13 Moran, COMMENTS ON THE RULES OF COURT, Vol. 3, 1970 ed., p. 208 citing
Newman v. U.S., 238 U.S. 537, 545, 56 L.Ed. 513.
14 Only in few exceptions may a private person exercise this function of government, an
example of which is when the state law allows a private person to question the regularity
of the incorporation of an entity; see E. McQuillin, THE LAW OF MUNICIPAL
CORPORATION, sec. 3.49, p. 592 (3rd ed. 1949).

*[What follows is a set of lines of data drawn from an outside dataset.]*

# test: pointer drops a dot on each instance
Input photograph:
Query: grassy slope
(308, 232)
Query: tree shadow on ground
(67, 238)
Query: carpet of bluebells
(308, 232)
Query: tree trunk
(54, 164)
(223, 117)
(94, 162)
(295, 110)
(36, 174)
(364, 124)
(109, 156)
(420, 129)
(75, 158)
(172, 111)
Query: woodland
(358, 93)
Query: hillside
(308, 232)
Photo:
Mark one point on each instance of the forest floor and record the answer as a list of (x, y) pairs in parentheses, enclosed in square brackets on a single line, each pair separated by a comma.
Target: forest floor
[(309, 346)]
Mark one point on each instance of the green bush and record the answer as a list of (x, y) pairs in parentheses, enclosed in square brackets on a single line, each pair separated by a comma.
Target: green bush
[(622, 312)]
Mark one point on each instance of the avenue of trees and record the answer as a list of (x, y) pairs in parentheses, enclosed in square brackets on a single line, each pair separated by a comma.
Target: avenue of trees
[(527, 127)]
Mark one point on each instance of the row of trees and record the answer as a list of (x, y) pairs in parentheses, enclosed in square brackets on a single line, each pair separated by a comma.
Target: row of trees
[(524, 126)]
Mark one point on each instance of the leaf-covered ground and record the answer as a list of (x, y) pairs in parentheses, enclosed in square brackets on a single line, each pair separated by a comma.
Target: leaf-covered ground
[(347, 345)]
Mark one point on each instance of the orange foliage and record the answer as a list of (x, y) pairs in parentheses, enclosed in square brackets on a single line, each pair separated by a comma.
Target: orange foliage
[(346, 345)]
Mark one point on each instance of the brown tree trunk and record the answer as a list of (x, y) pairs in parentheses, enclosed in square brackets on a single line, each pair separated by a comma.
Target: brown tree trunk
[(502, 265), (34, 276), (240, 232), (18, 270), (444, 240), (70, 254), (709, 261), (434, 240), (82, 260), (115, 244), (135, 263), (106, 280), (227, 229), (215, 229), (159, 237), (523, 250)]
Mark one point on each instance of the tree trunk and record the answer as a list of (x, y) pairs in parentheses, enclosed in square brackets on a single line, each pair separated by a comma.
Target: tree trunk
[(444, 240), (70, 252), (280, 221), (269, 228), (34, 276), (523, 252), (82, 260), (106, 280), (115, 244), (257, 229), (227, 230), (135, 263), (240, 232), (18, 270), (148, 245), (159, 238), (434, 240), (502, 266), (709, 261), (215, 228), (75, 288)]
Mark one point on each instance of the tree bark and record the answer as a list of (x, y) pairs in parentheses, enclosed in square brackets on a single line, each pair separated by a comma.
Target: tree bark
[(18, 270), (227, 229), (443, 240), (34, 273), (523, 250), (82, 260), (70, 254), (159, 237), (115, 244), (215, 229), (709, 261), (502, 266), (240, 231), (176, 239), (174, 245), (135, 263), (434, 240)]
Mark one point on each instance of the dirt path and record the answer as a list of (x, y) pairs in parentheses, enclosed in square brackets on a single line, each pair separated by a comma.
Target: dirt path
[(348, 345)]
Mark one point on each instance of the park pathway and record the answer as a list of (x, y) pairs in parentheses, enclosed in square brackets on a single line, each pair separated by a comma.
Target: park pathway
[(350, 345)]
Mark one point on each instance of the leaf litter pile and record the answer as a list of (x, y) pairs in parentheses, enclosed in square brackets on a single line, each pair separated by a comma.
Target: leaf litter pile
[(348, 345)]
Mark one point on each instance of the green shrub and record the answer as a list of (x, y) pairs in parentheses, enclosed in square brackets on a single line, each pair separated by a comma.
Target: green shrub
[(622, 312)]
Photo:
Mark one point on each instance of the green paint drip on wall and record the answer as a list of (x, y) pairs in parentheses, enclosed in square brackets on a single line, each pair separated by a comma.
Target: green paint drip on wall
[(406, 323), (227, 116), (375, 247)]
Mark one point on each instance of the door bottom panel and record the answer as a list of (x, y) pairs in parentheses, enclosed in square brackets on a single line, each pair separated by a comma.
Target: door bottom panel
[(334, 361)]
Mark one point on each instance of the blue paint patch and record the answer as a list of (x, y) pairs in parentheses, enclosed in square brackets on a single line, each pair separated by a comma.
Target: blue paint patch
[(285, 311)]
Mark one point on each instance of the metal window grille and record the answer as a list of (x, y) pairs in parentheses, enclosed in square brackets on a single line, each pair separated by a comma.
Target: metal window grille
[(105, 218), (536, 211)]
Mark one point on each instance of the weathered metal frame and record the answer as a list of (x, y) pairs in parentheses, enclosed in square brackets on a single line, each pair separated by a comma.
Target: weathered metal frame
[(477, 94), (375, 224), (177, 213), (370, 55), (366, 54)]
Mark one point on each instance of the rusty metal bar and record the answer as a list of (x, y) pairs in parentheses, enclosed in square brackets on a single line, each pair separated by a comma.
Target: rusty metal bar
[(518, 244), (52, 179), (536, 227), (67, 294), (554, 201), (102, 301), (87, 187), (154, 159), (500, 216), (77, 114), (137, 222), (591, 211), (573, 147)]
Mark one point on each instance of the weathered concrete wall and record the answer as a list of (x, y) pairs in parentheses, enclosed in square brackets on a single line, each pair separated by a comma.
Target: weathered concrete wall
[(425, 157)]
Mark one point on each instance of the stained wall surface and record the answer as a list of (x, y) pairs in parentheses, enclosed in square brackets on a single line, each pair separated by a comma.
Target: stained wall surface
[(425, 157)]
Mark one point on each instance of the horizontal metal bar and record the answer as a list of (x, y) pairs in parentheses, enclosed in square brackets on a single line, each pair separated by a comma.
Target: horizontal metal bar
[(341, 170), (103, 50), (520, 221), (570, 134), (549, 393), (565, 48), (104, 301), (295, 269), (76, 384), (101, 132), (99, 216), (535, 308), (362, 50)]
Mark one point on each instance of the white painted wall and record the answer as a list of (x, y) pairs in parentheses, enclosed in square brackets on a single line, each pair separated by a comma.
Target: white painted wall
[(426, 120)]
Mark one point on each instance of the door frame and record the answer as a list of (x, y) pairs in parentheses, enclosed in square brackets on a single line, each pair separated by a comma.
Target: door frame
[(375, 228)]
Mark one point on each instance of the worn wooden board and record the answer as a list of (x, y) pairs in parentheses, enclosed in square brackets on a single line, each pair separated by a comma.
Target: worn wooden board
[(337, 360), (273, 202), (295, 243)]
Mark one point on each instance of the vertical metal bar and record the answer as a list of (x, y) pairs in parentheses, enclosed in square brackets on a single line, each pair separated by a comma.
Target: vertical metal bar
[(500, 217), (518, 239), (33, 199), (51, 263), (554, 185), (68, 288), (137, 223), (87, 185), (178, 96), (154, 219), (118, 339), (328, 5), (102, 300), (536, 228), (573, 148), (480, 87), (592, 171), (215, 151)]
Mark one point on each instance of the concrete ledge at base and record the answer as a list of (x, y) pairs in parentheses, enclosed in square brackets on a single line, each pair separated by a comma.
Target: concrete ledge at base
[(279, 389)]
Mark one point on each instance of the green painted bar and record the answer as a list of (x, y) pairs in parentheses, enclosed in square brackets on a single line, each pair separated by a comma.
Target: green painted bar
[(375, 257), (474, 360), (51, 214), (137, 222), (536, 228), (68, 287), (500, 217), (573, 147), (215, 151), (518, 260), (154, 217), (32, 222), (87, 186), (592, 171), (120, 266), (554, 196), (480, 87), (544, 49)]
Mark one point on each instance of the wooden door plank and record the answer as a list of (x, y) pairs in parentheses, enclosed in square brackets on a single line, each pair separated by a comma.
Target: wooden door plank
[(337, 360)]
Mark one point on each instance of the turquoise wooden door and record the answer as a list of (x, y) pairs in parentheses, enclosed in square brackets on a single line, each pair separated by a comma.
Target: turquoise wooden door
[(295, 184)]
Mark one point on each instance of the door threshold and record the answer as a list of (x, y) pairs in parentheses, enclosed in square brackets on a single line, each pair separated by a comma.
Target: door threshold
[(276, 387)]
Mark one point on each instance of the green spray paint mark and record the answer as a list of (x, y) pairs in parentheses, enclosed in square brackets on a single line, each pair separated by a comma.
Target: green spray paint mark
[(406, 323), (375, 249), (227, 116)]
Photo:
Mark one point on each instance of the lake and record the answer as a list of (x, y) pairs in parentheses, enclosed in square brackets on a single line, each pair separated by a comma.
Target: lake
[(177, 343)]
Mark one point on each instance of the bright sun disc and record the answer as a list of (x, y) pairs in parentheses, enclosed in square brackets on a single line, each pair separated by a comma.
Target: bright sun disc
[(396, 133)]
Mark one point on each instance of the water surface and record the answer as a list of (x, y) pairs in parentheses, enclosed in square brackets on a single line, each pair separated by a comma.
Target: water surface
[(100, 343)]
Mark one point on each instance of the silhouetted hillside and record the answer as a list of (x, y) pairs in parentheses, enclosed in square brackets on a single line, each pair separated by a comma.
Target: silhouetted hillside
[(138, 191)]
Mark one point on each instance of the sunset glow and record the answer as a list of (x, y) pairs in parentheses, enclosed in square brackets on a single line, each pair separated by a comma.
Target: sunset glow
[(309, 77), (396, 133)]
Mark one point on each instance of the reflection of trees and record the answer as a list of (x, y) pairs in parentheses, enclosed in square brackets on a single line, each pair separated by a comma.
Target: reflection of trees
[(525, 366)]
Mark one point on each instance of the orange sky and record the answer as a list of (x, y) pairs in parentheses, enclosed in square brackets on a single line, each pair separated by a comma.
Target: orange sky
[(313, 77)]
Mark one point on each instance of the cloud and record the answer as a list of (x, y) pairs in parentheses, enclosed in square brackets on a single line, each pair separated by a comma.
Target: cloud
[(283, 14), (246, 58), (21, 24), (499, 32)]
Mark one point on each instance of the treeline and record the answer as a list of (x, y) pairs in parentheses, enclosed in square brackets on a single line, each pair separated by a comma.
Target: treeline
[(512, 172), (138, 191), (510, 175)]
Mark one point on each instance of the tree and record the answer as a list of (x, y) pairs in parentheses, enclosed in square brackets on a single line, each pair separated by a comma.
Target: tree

15 Sec. 1(c), Rule 66, Rules of Court.
16 Sec. 3, ibid.
17 Sec. 4, ibid.
18 Sec. 6, ibid.
19 Tumulak v. Egay, 82 Phil. 828; Tavora v. Ofiana, 83 Phil. 672; Unabia v. City Mayor (99
Phil. 253). In Castro v. Del Rosario (19 SCRA 196), the Court stated that the one-year
limitation for filing a quo warranto proceedings is "an expression of policy on the part of

the State that persons claiming a right to an office of which they are illegally
dispossessed should immediately take steps to recover said office and that if they do not
do so within a period of one year, they shall be considered as having lost their right
thereto by abandonment."
20 Noteworthy is Section 16, Rule 16, of the Rules of Court which sets a five-year
limitation for filing a quo warranto action if its purpose is to bring about the "forfeiture of
charter" of a corporation, that period to be counted from the time "the act complained of
was done or committed."
21 Briad Agro Development Corporation v. De la Serna, supra at p. 534; SSK Parts
Corporation v. Camas, 181 SCRA 675.
22 Briad Agro Development Corporation v. De la Serna, 174 SCRA 524, 532 citing
Government of P.I. v. Municipality of Binalonan, 32 Phil. 634.